Berbagai persoalan penerbangan pun mulai menjadi perhatian semua orang. Yang paling ekstrim tentu cerita tentang pesawat jatuh (crash) atau hilang. Namun yang paling jamak menjadi pembicaraan masyarakat adalah penundaan penerbangan alias ‘delay’. Lebih-lebih di negeri ini, ‘delay’ seakan menjadi ‘budaya’ perusahaan penerbangan (maskapai) tertentu. Pertanyaannya, jika pengalaman itu dialami secara pribadi, anda akan marah atau pasrah? Mari kita diskusikan dalam berbagai perspektif.
*PERSPEKTIF MANAJEMEN*.
Dari perspektif ini, apa pun alasannya penundaan menunjukkan ketidakberesan pengelolaan perusahaan. Katakanlah alasan tekhnis. Semua langkah penerbangan itu dari urusan administratif hingga ruang kokpit (flight deck) diatur sedemikian rupa. Rumit dan tertata. Semua orang harus tunduk dan patuh pada Standard Operating Procedure (SOP).
Menit per menit dimonitor. Tidak boleh ada yang salah (zero mistake). Kesalahan sedikit saja dampaknya pasti besar, bisa-bisa nyawa taruhannya. Dengan demikian, jelas sudah bahwa jika terjadi penundaan penerbangan pasti ada yang tidak beres!
Di sinilah sesungguhnya peran pemerintah melalui otoritas yang berwenang untuk memberikan reward dan punishment kepada perusahaan penerbangan yang memiliki layanan buruk karena manajemen yang tidak benar. Bayangkan saja, betapa banyak orang-orang yang ketinggalan rapat-rapat penting, menghadiri pemakaman, menjadi pembicara seminar, dan lain sebagainya. Semua itu adalah kerugian.
*PERSPEKTIF FAKTOR X*
Kendala di luar dugaan. Jika semua sudah dipersiapkan sesuai SOP yang ada namun kemudian masih saja terjadi kendala yang tidak diinginkan, itulah yang disebut dengan faktor x.

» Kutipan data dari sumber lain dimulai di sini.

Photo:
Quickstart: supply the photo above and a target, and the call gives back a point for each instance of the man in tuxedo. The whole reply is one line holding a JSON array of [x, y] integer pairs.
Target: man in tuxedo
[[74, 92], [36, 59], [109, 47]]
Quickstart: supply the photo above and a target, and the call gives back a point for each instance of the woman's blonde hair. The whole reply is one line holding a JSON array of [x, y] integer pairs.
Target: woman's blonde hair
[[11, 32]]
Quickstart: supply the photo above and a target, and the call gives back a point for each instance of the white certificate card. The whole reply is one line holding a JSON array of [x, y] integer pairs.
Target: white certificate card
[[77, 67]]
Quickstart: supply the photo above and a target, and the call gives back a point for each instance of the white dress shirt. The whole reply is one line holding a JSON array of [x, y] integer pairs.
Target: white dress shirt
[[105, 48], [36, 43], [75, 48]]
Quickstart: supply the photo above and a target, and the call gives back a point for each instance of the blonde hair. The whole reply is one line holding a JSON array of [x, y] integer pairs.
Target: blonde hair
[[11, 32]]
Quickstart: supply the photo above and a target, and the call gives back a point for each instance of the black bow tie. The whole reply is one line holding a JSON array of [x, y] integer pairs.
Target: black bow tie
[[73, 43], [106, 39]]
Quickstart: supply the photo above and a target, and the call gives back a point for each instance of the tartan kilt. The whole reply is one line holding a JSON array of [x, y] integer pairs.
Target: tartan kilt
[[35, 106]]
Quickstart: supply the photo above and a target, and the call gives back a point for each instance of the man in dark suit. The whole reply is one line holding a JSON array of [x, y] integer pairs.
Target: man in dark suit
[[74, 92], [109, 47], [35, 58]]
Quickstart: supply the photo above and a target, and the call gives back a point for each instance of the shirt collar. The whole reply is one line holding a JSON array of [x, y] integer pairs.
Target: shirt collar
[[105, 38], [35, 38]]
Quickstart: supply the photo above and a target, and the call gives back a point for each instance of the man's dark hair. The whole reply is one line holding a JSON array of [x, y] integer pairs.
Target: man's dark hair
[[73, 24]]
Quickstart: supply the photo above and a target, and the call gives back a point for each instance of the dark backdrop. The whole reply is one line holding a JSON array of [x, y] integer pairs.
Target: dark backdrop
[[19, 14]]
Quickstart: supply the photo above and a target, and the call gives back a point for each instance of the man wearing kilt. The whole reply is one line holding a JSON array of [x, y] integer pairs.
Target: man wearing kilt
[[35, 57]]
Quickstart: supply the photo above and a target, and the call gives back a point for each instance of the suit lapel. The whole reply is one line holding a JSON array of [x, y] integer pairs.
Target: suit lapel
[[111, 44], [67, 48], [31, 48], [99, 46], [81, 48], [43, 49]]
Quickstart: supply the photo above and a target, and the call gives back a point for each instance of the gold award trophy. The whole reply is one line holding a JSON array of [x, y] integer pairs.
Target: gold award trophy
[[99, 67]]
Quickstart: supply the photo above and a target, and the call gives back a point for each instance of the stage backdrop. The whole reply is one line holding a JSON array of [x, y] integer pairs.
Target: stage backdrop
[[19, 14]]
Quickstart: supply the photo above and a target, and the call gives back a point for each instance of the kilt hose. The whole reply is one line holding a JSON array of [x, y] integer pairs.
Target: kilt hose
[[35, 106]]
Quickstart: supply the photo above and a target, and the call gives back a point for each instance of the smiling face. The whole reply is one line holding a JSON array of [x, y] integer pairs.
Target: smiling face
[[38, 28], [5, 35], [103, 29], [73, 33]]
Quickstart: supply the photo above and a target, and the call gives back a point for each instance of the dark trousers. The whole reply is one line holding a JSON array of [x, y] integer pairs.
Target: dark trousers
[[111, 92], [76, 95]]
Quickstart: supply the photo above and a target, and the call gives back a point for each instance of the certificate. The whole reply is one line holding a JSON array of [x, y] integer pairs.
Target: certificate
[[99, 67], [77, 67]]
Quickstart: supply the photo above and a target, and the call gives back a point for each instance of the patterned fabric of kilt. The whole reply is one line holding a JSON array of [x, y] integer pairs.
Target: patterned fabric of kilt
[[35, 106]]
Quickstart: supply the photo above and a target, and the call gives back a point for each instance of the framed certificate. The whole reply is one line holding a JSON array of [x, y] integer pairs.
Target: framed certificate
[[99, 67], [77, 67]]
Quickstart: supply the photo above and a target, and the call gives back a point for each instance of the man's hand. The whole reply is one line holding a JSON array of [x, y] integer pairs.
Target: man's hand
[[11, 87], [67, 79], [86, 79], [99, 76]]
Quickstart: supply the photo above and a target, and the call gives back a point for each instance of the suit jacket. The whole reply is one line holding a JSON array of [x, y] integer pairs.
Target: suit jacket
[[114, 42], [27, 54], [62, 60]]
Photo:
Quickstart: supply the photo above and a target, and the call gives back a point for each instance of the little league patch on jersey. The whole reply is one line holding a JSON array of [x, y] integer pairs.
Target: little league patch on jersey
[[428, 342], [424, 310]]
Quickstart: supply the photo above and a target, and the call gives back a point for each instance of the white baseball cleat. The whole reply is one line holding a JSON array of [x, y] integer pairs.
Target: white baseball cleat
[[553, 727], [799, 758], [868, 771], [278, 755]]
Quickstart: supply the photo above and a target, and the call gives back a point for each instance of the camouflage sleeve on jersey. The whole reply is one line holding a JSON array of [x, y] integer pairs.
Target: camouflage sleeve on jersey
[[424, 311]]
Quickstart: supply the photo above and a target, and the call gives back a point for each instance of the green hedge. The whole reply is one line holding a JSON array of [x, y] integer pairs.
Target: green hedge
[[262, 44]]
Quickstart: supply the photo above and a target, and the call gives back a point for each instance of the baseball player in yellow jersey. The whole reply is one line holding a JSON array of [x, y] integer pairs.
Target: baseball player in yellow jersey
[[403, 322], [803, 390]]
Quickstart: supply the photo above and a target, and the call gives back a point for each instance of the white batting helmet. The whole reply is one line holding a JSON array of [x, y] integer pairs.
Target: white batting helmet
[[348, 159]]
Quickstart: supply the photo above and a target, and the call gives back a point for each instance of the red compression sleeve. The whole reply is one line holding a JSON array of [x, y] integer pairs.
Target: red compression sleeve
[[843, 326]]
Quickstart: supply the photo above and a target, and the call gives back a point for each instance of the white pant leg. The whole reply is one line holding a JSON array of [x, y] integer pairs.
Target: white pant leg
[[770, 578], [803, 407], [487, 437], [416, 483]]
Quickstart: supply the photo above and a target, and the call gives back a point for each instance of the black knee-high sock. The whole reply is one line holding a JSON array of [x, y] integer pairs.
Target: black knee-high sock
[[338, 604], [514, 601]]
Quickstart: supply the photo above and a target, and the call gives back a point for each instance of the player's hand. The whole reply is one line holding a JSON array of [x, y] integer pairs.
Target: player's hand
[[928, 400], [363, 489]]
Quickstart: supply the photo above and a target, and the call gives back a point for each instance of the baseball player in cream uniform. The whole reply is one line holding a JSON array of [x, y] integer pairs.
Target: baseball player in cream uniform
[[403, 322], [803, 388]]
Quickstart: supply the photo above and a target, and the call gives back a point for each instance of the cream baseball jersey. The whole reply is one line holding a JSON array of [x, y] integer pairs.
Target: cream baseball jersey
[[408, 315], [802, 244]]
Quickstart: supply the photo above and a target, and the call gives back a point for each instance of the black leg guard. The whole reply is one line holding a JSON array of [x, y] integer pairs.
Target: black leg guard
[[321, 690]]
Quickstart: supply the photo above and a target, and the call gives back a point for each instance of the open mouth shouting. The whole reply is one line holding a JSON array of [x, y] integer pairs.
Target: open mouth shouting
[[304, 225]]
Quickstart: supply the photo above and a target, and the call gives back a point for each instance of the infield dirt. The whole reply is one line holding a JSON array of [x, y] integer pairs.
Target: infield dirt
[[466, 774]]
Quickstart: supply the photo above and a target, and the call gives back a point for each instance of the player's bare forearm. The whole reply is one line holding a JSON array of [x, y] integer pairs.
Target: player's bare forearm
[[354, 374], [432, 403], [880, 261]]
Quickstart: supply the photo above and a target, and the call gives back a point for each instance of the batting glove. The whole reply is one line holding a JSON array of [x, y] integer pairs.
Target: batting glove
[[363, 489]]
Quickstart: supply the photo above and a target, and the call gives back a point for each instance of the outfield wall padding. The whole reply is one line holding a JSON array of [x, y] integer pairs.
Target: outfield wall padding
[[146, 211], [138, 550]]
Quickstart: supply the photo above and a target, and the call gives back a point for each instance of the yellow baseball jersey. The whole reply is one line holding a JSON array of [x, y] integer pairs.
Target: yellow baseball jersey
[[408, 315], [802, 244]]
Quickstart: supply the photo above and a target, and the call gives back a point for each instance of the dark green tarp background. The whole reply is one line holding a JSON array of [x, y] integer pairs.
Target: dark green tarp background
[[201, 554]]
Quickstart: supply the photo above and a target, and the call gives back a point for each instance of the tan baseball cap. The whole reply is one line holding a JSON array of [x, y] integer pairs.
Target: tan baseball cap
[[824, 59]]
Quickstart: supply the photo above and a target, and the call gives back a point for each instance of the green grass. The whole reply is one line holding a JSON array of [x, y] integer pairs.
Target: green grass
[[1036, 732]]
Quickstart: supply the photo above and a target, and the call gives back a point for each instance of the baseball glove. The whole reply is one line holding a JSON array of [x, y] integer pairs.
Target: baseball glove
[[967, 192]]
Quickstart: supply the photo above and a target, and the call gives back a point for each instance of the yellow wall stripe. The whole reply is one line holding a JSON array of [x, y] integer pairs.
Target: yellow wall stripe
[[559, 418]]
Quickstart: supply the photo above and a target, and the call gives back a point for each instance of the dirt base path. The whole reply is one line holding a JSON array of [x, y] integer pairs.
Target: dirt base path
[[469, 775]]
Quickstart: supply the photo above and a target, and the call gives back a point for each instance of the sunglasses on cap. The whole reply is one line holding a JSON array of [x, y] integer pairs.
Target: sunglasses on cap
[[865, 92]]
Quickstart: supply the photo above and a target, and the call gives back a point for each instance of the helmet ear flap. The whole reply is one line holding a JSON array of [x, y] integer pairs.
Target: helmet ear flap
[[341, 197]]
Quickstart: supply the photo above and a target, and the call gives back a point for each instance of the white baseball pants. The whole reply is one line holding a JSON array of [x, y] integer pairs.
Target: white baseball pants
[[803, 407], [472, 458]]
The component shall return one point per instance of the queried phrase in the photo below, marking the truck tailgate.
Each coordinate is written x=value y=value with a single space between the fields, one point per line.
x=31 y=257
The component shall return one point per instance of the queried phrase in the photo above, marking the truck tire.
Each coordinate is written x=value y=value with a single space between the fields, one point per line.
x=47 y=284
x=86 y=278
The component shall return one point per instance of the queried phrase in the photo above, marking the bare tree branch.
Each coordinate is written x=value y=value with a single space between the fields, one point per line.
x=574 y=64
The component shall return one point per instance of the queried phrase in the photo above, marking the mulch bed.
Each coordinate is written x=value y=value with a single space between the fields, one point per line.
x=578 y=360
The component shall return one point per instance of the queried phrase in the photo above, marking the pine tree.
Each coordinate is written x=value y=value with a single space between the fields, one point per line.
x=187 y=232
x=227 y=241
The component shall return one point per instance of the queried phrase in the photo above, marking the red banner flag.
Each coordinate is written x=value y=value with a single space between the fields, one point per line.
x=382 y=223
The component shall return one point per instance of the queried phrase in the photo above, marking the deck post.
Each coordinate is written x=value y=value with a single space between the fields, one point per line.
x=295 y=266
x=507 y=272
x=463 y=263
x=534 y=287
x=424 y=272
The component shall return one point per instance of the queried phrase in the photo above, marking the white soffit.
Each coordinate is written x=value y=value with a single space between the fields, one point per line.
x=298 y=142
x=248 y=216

Bentuk faktor ini biasanya banyak, dari gangguan teknis (tiba-tiba) hingga keadaan kahar atau lebih dikenal dengan istilah ‘force majeure’ seperti keadaan cuaca atau bencana alam.
Pada perspektif ini, tentu semua pihak harus menerima dengan lapang dada. Tidak ada yang menginginkannya. Pastilah semua orang mau cepat sampai ke tujuan dengan selamat. Namun harus difahami bahwa tidak semua rencana sesuai dengan yang dikehendaki, tapi ada kekuatan lain yang jadi penentu.
Rencana Allah adalah bagian dari faktor ini (qadha dan qadar). Ingat, sehebat apa pun manusia menyusun rencana, Allah memiliki cara terbaik untuk hambanya. Tapi harus diingat pula, bahwa ada hukum kausalitas yang juga Allah tetapkan, jika prosesnya baik (sesuai keinginan Allah) maka hasilnya juga baik. Tidak pula bisa dikatakan bahwa setiap ‘delay’ alasan faktor x padahal manajemen yang buruk. Itu namanya mencari ‘kambing hitam’!
*PERSPEKTIF PENUMPANG*
Siapa yang tidak marah ketika jadwal kegiatan yang telah disusun sedemikian rupa harus berantakan hanya gara-gara pesawat tidak tepat waktu. Delay itu berat. Dilan saja belum tentu kuat, hiks. Lantas, bagaimana menghadapi situasi ini?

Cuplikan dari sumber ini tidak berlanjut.